THE PROBLEM OF THE SOUL

Two visions of mind and how to reconcile them


Book review by Anthony Campbell. Copyright © Anthony Campbell (2002).

Many people feel impelled to resist the scientific view of what we are because it apparently threatens to destroy those human values we hold most dear. Our free will, our sense of self, and our intuitions of right and wrong all seem to be under attack. It is particularly Darwinian ideas that are perceived in this way, since they are often taken to imply that human beings are not fundamentally different from other animals.

Christianity has always taught that we are, in fact, different from animals, but it is not only critics from the religious standpoint who believe this; so, too, do a number of humanists. Flanagan, however, thinks that they are wrong to do so. Nothing important is lost, he says, if we face up to the full implications of Darwinism for our understanding of our own nature. In accepting these implications he resembles another philosopher, John Gray (see his recent book Straw Dogs), but Flanagan's conclusions are considerably less depressing than Gray's.

As the subtitle of the book implies, Flanagan distinguishes between two "images" of the human being, which he labels the humanistic and the scientific. His use of "humanism" in this context is somewhat idiosyncratic; he takes it to refer to the claim that we are spiritual beings endowed with free will.

Probably many who think of themselves as humanists would not wish to be saddled with the notion of soul, which is generally found only in a religious context; but Flanagan uses it as a convenient shorthand to refer a cluster of philosophical concepts: a non-physical mind, free will, and a permanent self. None of this, he thinks, is compatible with the scientific image, which is the one he favours, but he finds that there has been no attempt on the part of advocates of the scientific image to show how it can find room for important human values.

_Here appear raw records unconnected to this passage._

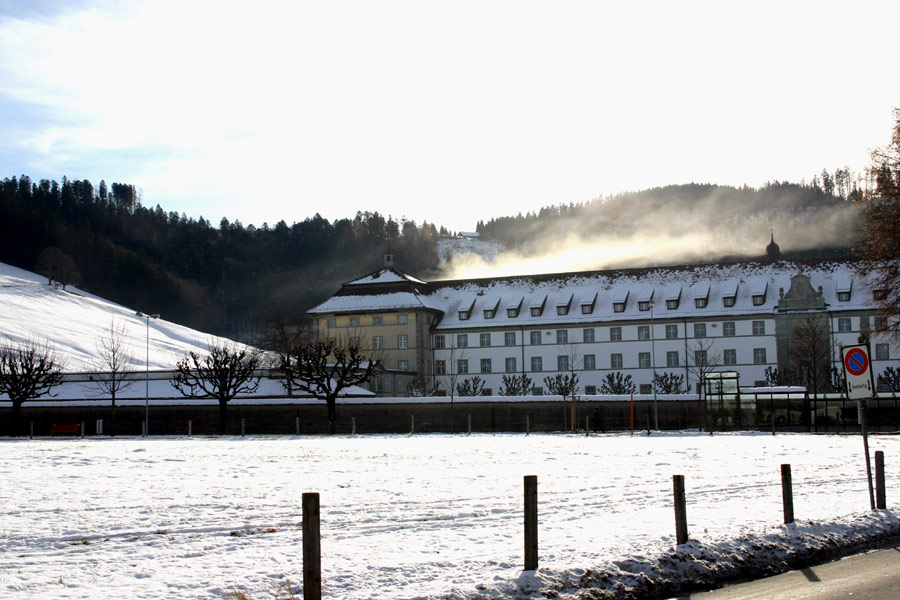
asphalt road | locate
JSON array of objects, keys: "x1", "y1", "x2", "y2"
[{"x1": 678, "y1": 546, "x2": 900, "y2": 600}]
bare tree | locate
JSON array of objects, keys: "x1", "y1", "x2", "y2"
[
  {"x1": 0, "y1": 340, "x2": 62, "y2": 436},
  {"x1": 687, "y1": 338, "x2": 722, "y2": 389},
  {"x1": 281, "y1": 338, "x2": 380, "y2": 433},
  {"x1": 92, "y1": 321, "x2": 136, "y2": 435},
  {"x1": 500, "y1": 373, "x2": 534, "y2": 396},
  {"x1": 600, "y1": 371, "x2": 637, "y2": 396},
  {"x1": 172, "y1": 343, "x2": 261, "y2": 433},
  {"x1": 456, "y1": 375, "x2": 485, "y2": 396}
]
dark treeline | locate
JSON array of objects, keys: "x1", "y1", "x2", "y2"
[
  {"x1": 476, "y1": 176, "x2": 858, "y2": 258},
  {"x1": 0, "y1": 175, "x2": 447, "y2": 339}
]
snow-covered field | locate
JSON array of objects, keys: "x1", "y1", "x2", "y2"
[{"x1": 0, "y1": 433, "x2": 900, "y2": 600}]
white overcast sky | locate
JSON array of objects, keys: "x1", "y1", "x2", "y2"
[{"x1": 0, "y1": 0, "x2": 900, "y2": 230}]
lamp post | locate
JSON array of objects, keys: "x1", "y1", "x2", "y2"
[
  {"x1": 135, "y1": 311, "x2": 159, "y2": 437},
  {"x1": 650, "y1": 300, "x2": 659, "y2": 431}
]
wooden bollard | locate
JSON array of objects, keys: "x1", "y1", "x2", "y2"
[
  {"x1": 303, "y1": 492, "x2": 322, "y2": 600},
  {"x1": 672, "y1": 475, "x2": 687, "y2": 545},
  {"x1": 525, "y1": 475, "x2": 538, "y2": 571},
  {"x1": 781, "y1": 465, "x2": 794, "y2": 524}
]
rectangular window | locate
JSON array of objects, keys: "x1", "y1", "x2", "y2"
[
  {"x1": 722, "y1": 348, "x2": 737, "y2": 367},
  {"x1": 638, "y1": 352, "x2": 650, "y2": 369},
  {"x1": 609, "y1": 352, "x2": 622, "y2": 369},
  {"x1": 753, "y1": 348, "x2": 766, "y2": 365},
  {"x1": 694, "y1": 350, "x2": 707, "y2": 367},
  {"x1": 666, "y1": 351, "x2": 679, "y2": 368}
]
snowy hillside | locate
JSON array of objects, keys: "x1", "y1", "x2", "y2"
[{"x1": 0, "y1": 263, "x2": 244, "y2": 372}]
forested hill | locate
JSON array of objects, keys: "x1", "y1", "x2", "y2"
[
  {"x1": 0, "y1": 176, "x2": 447, "y2": 339},
  {"x1": 0, "y1": 176, "x2": 856, "y2": 341}
]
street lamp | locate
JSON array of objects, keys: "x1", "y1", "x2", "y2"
[
  {"x1": 650, "y1": 300, "x2": 659, "y2": 431},
  {"x1": 134, "y1": 311, "x2": 159, "y2": 437}
]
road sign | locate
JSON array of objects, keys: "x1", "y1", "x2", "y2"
[{"x1": 841, "y1": 344, "x2": 875, "y2": 400}]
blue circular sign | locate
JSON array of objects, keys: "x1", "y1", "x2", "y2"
[{"x1": 844, "y1": 348, "x2": 869, "y2": 377}]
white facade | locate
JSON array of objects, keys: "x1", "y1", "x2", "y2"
[{"x1": 310, "y1": 260, "x2": 900, "y2": 395}]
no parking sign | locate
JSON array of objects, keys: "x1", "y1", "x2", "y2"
[{"x1": 841, "y1": 344, "x2": 875, "y2": 400}]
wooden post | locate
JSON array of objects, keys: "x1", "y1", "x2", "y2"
[
  {"x1": 781, "y1": 465, "x2": 794, "y2": 524},
  {"x1": 875, "y1": 450, "x2": 887, "y2": 508},
  {"x1": 303, "y1": 492, "x2": 322, "y2": 600},
  {"x1": 525, "y1": 475, "x2": 538, "y2": 571},
  {"x1": 672, "y1": 475, "x2": 687, "y2": 545}
]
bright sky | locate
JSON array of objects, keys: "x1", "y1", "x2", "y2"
[{"x1": 0, "y1": 0, "x2": 900, "y2": 230}]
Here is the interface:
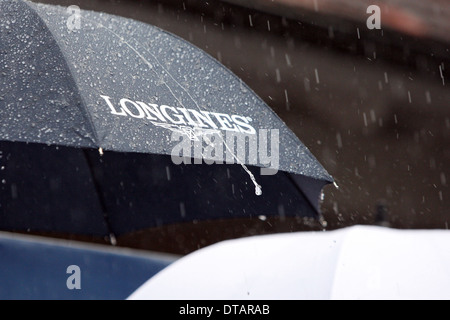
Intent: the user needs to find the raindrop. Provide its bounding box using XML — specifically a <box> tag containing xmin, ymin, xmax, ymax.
<box><xmin>275</xmin><ymin>68</ymin><xmax>281</xmax><ymax>83</ymax></box>
<box><xmin>109</xmin><ymin>233</ymin><xmax>117</xmax><ymax>246</ymax></box>
<box><xmin>166</xmin><ymin>166</ymin><xmax>170</xmax><ymax>181</ymax></box>
<box><xmin>370</xmin><ymin>109</ymin><xmax>377</xmax><ymax>123</ymax></box>
<box><xmin>328</xmin><ymin>26</ymin><xmax>334</xmax><ymax>39</ymax></box>
<box><xmin>441</xmin><ymin>172</ymin><xmax>447</xmax><ymax>186</ymax></box>
<box><xmin>314</xmin><ymin>0</ymin><xmax>319</xmax><ymax>12</ymax></box>
<box><xmin>314</xmin><ymin>68</ymin><xmax>320</xmax><ymax>84</ymax></box>
<box><xmin>284</xmin><ymin>89</ymin><xmax>290</xmax><ymax>111</ymax></box>
<box><xmin>253</xmin><ymin>181</ymin><xmax>262</xmax><ymax>196</ymax></box>
<box><xmin>180</xmin><ymin>202</ymin><xmax>186</xmax><ymax>218</ymax></box>
<box><xmin>278</xmin><ymin>204</ymin><xmax>286</xmax><ymax>221</ymax></box>
<box><xmin>304</xmin><ymin>78</ymin><xmax>311</xmax><ymax>92</ymax></box>
<box><xmin>336</xmin><ymin>133</ymin><xmax>342</xmax><ymax>149</ymax></box>
<box><xmin>284</xmin><ymin>53</ymin><xmax>292</xmax><ymax>67</ymax></box>
<box><xmin>425</xmin><ymin>91</ymin><xmax>431</xmax><ymax>104</ymax></box>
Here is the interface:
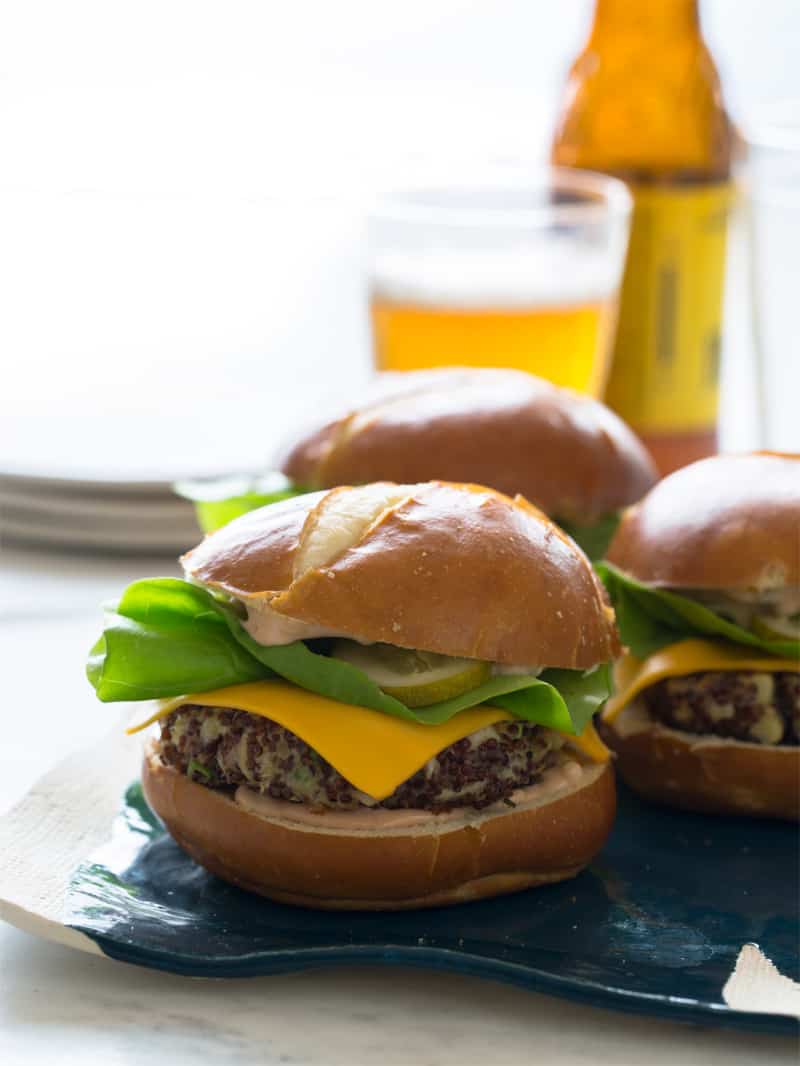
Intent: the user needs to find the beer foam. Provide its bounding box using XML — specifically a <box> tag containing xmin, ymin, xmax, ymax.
<box><xmin>371</xmin><ymin>241</ymin><xmax>622</xmax><ymax>310</ymax></box>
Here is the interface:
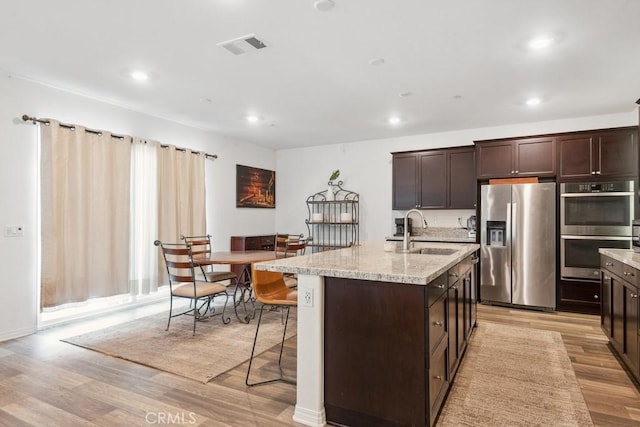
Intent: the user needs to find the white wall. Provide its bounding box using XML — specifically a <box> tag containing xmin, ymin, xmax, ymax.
<box><xmin>0</xmin><ymin>73</ymin><xmax>276</xmax><ymax>341</ymax></box>
<box><xmin>276</xmin><ymin>107</ymin><xmax>638</xmax><ymax>243</ymax></box>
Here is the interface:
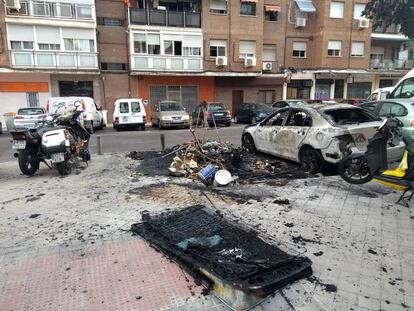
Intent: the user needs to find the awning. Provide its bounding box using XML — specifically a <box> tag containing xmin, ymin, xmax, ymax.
<box><xmin>295</xmin><ymin>0</ymin><xmax>316</xmax><ymax>13</ymax></box>
<box><xmin>265</xmin><ymin>5</ymin><xmax>280</xmax><ymax>12</ymax></box>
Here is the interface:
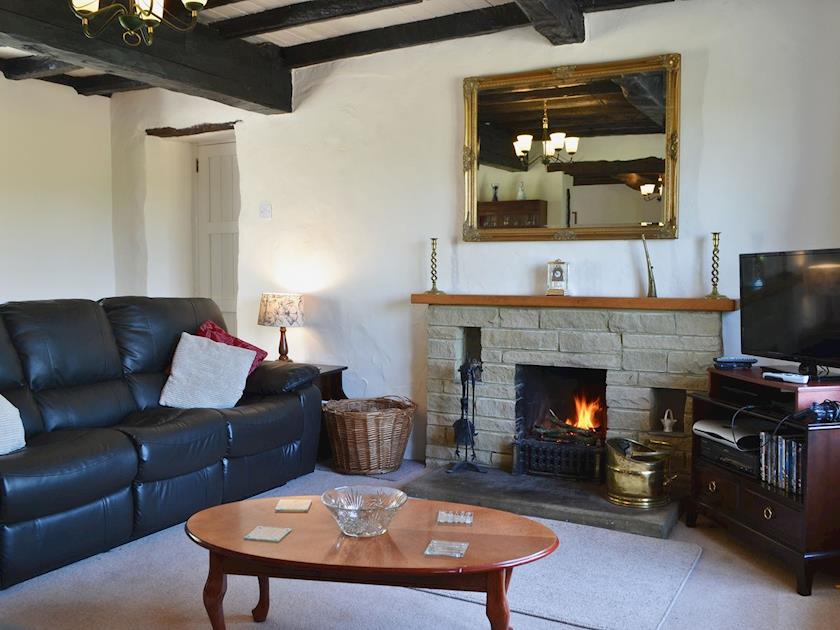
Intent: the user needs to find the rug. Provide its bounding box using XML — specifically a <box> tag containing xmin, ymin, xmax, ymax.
<box><xmin>0</xmin><ymin>470</ymin><xmax>700</xmax><ymax>630</ymax></box>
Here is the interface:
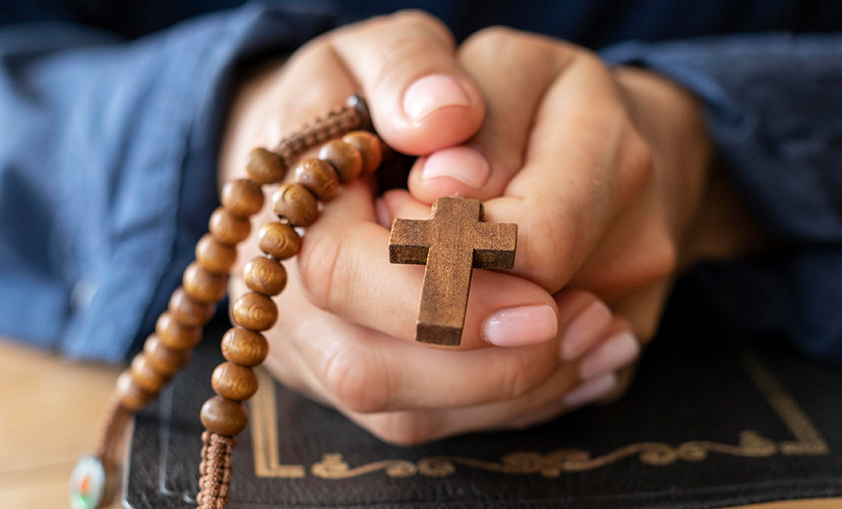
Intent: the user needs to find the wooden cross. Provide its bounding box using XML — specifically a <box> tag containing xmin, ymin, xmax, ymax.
<box><xmin>389</xmin><ymin>198</ymin><xmax>517</xmax><ymax>346</ymax></box>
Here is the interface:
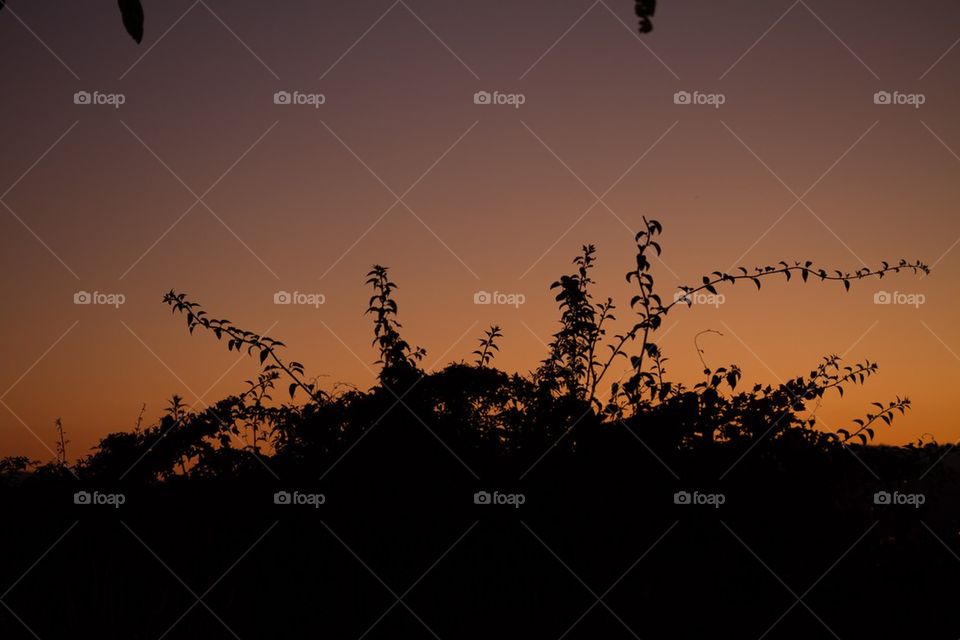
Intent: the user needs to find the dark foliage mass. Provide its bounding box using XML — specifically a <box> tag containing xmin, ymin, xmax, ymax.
<box><xmin>0</xmin><ymin>225</ymin><xmax>960</xmax><ymax>638</ymax></box>
<box><xmin>0</xmin><ymin>0</ymin><xmax>657</xmax><ymax>44</ymax></box>
<box><xmin>11</xmin><ymin>220</ymin><xmax>928</xmax><ymax>483</ymax></box>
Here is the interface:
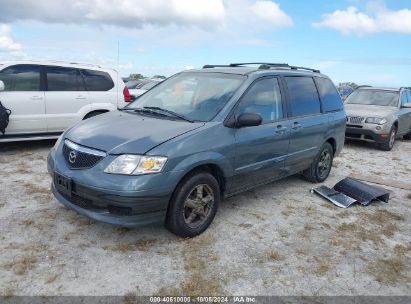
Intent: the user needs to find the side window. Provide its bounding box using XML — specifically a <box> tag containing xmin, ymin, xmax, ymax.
<box><xmin>46</xmin><ymin>67</ymin><xmax>85</xmax><ymax>91</ymax></box>
<box><xmin>285</xmin><ymin>77</ymin><xmax>321</xmax><ymax>117</ymax></box>
<box><xmin>237</xmin><ymin>78</ymin><xmax>283</xmax><ymax>123</ymax></box>
<box><xmin>0</xmin><ymin>64</ymin><xmax>41</xmax><ymax>92</ymax></box>
<box><xmin>315</xmin><ymin>77</ymin><xmax>348</xmax><ymax>113</ymax></box>
<box><xmin>81</xmin><ymin>70</ymin><xmax>114</xmax><ymax>91</ymax></box>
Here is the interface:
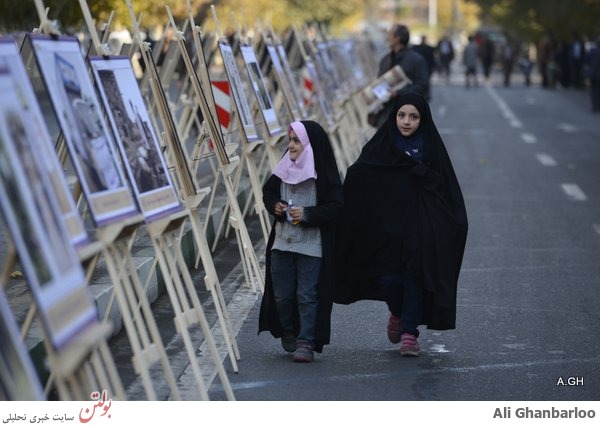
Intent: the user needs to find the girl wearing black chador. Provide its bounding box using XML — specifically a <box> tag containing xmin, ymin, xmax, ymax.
<box><xmin>259</xmin><ymin>120</ymin><xmax>343</xmax><ymax>362</ymax></box>
<box><xmin>335</xmin><ymin>93</ymin><xmax>468</xmax><ymax>356</ymax></box>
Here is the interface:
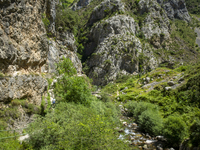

This is what he seeks to do here. He insists that we are animal through and through and that the brain is our soul. However, this is not such bad news as many suppose: most of what we value is still there. We still have consciousness, love, friendship, and morality. All that disappears is certain fictions about things that never existed in the first place.

As this outline will show, Flanagan is not afraid to tackle the Big Questions; in fact, he criticizes most modern philosophy for failing to do this. In the space of less than 400 pages he manages to cover the mind-body problem, free will, personal identity, and ethics; quite an achievement.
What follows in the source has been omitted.